Tesseract OCR with Python

Sairam Penjarla
Jun 27, 2024
2 min read

Ever come across a scanned document or an image with text and wished you could easily extract it? Look no further than Optical Character Recognition (OCR)! In this blog, we'll explore the magic of Tesseract OCR, delve into the provided Python code and equip you to extract text from images like a pro.

GitHub Link:

https://github.com/sairam-penjarla/Tesseract-OCR

The Enthralling History of Tesseract OCR

Tesseract boasts a rich history. Originally developed by Hewlett-Packard (HP) in the early 1990s, it was later open-sourced in 2005, paving the way for a vibrant community of developers to contribute. Google, recognizing its potential, adopted the project and continues to spearhead its development. Today, Tesseract is a leading open-source OCR engine, supporting over 100 languages and powering applications like Google Drive's image-to-text functionality.

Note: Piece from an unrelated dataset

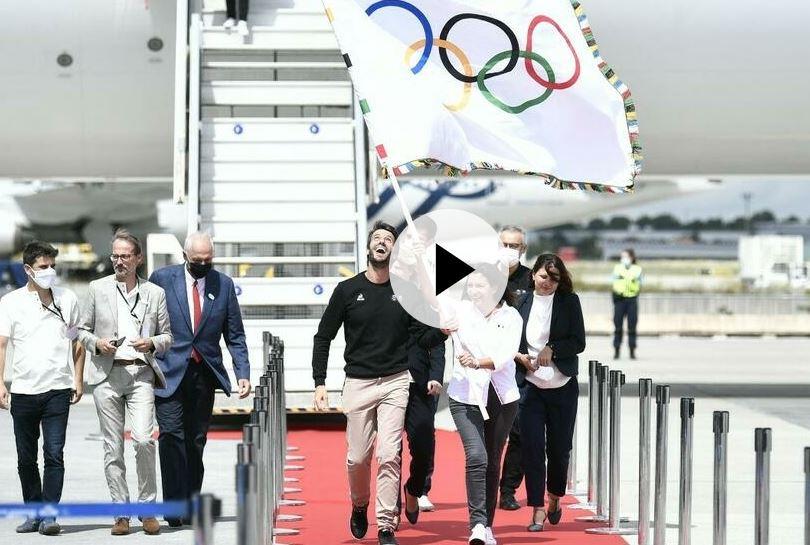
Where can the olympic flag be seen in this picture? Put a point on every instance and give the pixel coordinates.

The Inner Workings of Tesseract OCR

Tesseract is a powerful tool, but how does it work? It follows a multi-stage approach:

Preprocessing: The image undergoes adjustments to enhance the clarity of text, such as noise reduction and thresholding (converting the image to black and white).
Segmentation: Individual characters are isolated from the background.
Feature Extraction: Key characteristics of each character are identified.
Pattern Recognition: These features are compared to a built-in database of character patterns, leading to character recognition.
Text Reconstruction: Recognized characters are combined to form words and sentences.

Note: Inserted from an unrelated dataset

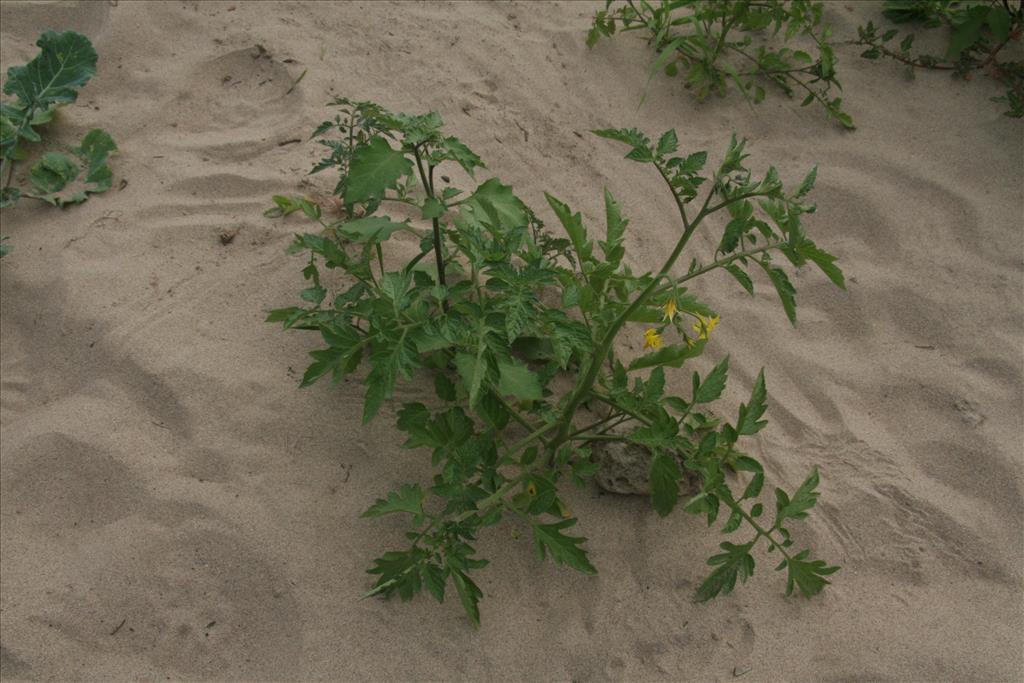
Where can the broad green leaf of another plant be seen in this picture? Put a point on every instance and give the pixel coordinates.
(498, 202)
(519, 381)
(66, 63)
(52, 172)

Unveiling the Python Code (Part by Part):

The provided code offers a convenient command-line tool for text extraction using Tesseract OCR. Let's dissect it step by step:

1. Dependencies (requirements.txt):

pytesseract argparse

This file lists the required libraries:

pytesseract: Provides a Python wrapper for interacting with Tesseract OCR.
argparse: Enables parsing command-line arguments, making the script user-friendly.

2. Extracting Text Function (main.py):

Python

def extract_text(image_path):
  # ... code for processing and saving extracted text ...

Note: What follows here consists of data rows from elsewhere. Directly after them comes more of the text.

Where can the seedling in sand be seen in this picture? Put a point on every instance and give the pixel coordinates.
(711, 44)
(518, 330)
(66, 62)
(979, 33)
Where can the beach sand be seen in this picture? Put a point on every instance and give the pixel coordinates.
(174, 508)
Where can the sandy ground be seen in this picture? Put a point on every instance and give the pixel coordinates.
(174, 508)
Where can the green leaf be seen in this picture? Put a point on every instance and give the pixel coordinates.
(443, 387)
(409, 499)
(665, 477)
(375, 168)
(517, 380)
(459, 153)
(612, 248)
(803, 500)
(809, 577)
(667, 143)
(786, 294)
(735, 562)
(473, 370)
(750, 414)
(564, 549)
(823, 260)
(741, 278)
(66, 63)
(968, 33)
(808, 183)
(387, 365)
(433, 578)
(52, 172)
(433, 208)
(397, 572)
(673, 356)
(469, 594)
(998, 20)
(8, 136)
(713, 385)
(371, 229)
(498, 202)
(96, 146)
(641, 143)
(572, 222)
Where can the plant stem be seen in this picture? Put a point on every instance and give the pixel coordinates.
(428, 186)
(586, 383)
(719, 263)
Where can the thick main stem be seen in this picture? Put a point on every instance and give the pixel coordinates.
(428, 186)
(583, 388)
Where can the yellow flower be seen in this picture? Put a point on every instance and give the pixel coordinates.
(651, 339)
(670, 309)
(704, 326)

This function is the heart of the script. It takes the image path as input and performs the following tasks:

Folder Management (Optional): Checks for the existence of inputs and outputs folders for image organization (you can modify this behavior).
Image Handling: Reads the image using Pillow's Image library (optional: move the image to inputs if needed).
Error Handling: Catches potential FileNotFoundError for a missing image.
Text Extraction: Calls pytesseract.image_to_string to extract text from the image.
Output Generation: Creates a unique filename (optional) to avoid conflicts and saves the extracted text to a .txtfile in the outputs folder.

3. Command-Line Arguments (main.py):

Python

if __name__ == "__main__":
  parser = argparse.ArgumentParser(description="Image Text Extraction Tool")
  parser.add_argument("--image_path", required=True, help="Path to the image file")
  args = parser.parse_args()
  extract_text(args.image_path)

This section defines how the script interacts with the user through the command line:

Argument Parser: Creates an argparse object to handle arguments.
Image Path Argument: Defines a required argument named -image_path for specifying the image file location.
Parsing Arguments: Uses parser.parse_args() to retrieve the provided arguments.
Function Call: Calls the extract_text function with the parsed image path, initiating the extraction process.

Getting Started (It's Time to Extract Text!)

Here's how to use this code:

Clone the Repository: Bash git clone <https://github.com/sairam-penjarla/Tesseract-OCR.git>
Install Dependencies: Bash cd Tesseract-OCR pip install -r requirements.txt Ensure Tesseract OCR is installed: This might involve additional system-specific steps (refer to Tesseract documentation for details).
Run the Script: Bash python main.py --image_path <path_to_your_image.jpg>